All attention shifted to him.
"Can you stop it?" Giovanni demanded.
"Working on it." Dante's fingers moved faster. "Whoever is doing this is sophisticated. They're routing through multiple proxy servers-"
My screen went black.
Complete system failure. The presentation disappeared, replaced by an error message: FILE CORRUPTED. UNABLE TO RECOVER.
My stomach dropped. Hours of work, gone. In front of the entire executive team.
"I have a backup," I said quickly, reaching for my laptop. But when I opened the file, it was corrupted too. Just garbled code and broken images.
"This is unacceptable," Sarah said. "We've allocated ninety minutes for this presentation, and Communications can't even maintain basic file integrity?"
"This isn't file integrity-this is a targeted attack," Dante said coldly. He turned his laptop around, showing a screen full of code I couldn't decipher. "Someone inside this building is actively trying to sabotage Ms. Rivera's presentation. The attack originated from an internal IP address."
Silence filled the room.
"Can you trace it?" Giovanni asked.
"I can narrow it down." Dante's expression had gone predatory. "The IP address belongs to a workstation on the thirtieth floor. Executive suite access only."

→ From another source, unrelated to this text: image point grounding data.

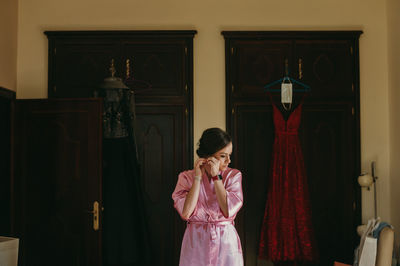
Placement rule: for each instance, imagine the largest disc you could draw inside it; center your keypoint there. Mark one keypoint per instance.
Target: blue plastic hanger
(286, 77)
(305, 87)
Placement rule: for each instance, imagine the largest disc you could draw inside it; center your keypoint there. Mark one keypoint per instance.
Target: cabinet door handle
(300, 68)
(95, 213)
(128, 71)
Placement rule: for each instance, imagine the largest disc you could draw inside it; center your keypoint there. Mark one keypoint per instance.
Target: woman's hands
(197, 166)
(211, 164)
(214, 165)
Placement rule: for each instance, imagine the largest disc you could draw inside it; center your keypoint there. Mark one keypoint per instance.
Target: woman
(208, 198)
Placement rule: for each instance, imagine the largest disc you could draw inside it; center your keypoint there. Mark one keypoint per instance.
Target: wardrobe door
(57, 189)
(252, 141)
(162, 153)
(255, 63)
(161, 63)
(78, 65)
(329, 130)
(327, 139)
(7, 99)
(327, 66)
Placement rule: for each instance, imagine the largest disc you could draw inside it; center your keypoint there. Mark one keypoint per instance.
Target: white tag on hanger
(286, 92)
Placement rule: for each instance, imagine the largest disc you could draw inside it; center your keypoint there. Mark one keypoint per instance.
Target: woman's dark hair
(211, 141)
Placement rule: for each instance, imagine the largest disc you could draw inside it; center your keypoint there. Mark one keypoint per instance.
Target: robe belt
(286, 132)
(212, 225)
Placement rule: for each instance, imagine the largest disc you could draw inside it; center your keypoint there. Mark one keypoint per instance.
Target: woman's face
(224, 156)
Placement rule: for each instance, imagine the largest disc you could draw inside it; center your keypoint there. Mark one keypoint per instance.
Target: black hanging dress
(124, 229)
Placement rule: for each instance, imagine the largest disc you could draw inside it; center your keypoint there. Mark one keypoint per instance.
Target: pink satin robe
(210, 238)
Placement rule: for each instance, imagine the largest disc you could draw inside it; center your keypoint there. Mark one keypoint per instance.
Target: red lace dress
(286, 233)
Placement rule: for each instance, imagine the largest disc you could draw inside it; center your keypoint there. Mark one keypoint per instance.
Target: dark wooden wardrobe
(329, 133)
(78, 63)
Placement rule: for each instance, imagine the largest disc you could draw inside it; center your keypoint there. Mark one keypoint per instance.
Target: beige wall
(8, 43)
(209, 18)
(393, 8)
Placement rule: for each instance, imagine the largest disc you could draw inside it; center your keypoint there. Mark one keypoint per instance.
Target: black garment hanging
(125, 235)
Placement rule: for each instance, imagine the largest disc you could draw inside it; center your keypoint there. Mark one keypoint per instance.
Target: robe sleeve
(234, 194)
(181, 190)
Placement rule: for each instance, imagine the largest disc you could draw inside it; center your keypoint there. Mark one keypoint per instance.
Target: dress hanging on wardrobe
(124, 229)
(286, 233)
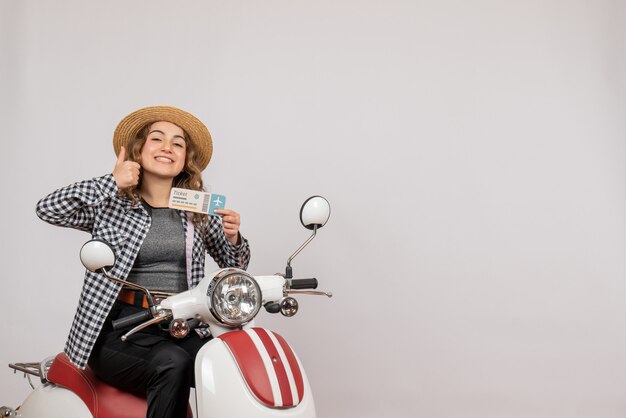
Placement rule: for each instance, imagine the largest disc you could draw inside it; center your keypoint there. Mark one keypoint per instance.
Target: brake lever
(161, 316)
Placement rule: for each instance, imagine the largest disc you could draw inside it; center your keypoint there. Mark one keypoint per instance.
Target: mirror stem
(288, 270)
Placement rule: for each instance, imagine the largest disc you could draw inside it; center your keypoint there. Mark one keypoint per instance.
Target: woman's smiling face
(163, 154)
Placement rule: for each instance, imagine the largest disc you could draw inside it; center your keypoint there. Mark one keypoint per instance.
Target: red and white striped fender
(268, 365)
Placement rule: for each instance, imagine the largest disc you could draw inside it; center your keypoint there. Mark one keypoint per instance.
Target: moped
(243, 371)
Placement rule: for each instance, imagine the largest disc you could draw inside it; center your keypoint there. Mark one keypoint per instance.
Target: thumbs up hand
(125, 173)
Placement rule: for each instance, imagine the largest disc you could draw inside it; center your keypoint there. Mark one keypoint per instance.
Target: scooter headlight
(234, 297)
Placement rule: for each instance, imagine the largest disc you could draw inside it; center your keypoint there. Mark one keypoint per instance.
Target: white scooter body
(227, 376)
(222, 392)
(221, 389)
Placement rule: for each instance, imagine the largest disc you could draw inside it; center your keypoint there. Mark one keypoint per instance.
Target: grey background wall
(472, 153)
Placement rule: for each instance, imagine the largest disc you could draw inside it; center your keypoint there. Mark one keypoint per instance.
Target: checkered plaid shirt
(95, 206)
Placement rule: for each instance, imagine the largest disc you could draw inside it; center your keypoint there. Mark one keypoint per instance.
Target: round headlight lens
(235, 299)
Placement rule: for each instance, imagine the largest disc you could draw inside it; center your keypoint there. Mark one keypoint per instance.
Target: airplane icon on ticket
(218, 201)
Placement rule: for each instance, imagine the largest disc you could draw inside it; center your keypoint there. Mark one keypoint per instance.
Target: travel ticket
(195, 201)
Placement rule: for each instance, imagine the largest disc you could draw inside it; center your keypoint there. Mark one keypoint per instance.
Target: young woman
(157, 247)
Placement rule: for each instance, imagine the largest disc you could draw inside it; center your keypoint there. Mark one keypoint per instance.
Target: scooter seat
(103, 400)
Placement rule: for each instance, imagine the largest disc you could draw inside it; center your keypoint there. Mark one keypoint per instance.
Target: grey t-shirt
(161, 263)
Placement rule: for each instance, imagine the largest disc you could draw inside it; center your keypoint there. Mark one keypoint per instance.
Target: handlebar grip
(303, 283)
(131, 319)
(193, 323)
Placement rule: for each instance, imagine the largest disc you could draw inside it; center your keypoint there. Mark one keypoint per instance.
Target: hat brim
(130, 126)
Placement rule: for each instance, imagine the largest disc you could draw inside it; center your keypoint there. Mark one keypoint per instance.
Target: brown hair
(189, 178)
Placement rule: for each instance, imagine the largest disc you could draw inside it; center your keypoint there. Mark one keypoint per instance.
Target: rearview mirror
(96, 255)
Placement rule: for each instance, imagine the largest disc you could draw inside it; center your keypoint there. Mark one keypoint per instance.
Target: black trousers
(149, 363)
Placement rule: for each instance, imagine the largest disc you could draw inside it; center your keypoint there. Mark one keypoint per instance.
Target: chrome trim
(309, 292)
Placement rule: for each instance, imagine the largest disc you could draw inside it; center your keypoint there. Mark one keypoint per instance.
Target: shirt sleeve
(221, 249)
(75, 205)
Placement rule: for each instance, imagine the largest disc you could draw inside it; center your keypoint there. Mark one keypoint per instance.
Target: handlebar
(131, 320)
(303, 283)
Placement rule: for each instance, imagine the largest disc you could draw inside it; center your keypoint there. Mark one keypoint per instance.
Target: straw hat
(130, 126)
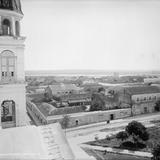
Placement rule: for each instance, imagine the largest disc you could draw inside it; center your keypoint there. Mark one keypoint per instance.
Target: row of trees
(137, 133)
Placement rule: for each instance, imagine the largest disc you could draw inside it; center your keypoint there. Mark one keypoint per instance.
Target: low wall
(85, 118)
(143, 108)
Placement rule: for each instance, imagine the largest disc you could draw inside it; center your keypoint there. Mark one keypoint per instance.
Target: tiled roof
(142, 90)
(63, 87)
(136, 89)
(75, 97)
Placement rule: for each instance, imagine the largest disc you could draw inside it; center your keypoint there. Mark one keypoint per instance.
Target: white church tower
(12, 77)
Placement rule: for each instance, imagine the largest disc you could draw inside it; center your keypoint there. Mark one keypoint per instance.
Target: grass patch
(101, 155)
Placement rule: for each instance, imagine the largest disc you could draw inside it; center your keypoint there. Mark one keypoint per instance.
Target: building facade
(140, 98)
(12, 76)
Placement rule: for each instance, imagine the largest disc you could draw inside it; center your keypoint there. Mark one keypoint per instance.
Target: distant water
(92, 73)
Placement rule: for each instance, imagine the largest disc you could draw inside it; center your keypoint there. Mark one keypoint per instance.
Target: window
(17, 28)
(7, 65)
(8, 111)
(6, 27)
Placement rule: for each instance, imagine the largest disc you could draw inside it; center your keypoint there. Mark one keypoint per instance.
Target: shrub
(156, 152)
(122, 135)
(137, 131)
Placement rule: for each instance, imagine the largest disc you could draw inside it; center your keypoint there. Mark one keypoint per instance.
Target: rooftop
(13, 5)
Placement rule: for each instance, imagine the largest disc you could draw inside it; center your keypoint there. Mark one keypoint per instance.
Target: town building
(76, 99)
(19, 141)
(141, 98)
(43, 116)
(12, 76)
(61, 89)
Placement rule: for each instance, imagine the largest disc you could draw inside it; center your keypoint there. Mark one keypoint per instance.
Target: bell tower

Every executive in the room had offices on the thirtieth floor.
The implications hung in the air like smoke.
"Perhaps this meeting should be postponed," Marcus suggested. "Give Communications time to resolve their technical difficulties and reschedule-"
"No," I interrupted. I'd spent too many years being dismissed, overlooked, pushed aside. "I don't need slides to present my department's value."
I closed my laptop, stood, and faced the room with nothing but my voice and seven years of refusing to be silenced.
"Moretti Holdings' public profile has increased by forty-seven percent since I took over Communications. Media mentions are up sixty-three percent, with an eighty-two percent positive sentiment rating. We've successfully managed messaging for three major acquisitions, including the current Castellano merger,which despite yesterday's numerical error, is proceeding on schedule with strong client confidence."
I walked to the whiteboard, grabbing a marker, and began sketching our organizational structure from memory.
"Our team consists of eight full-time staff members plus contractors. We manage an annual budget of 2.3 million, consistently coming in under cost projections while exceeding performance targets. We maintain relationships with forty-seven journalists across major business publications, have secured speaking opportunities for Mr. Moretti at three industry conferences, and built a social media presence that reaches 280,000 professionals in our target demographics."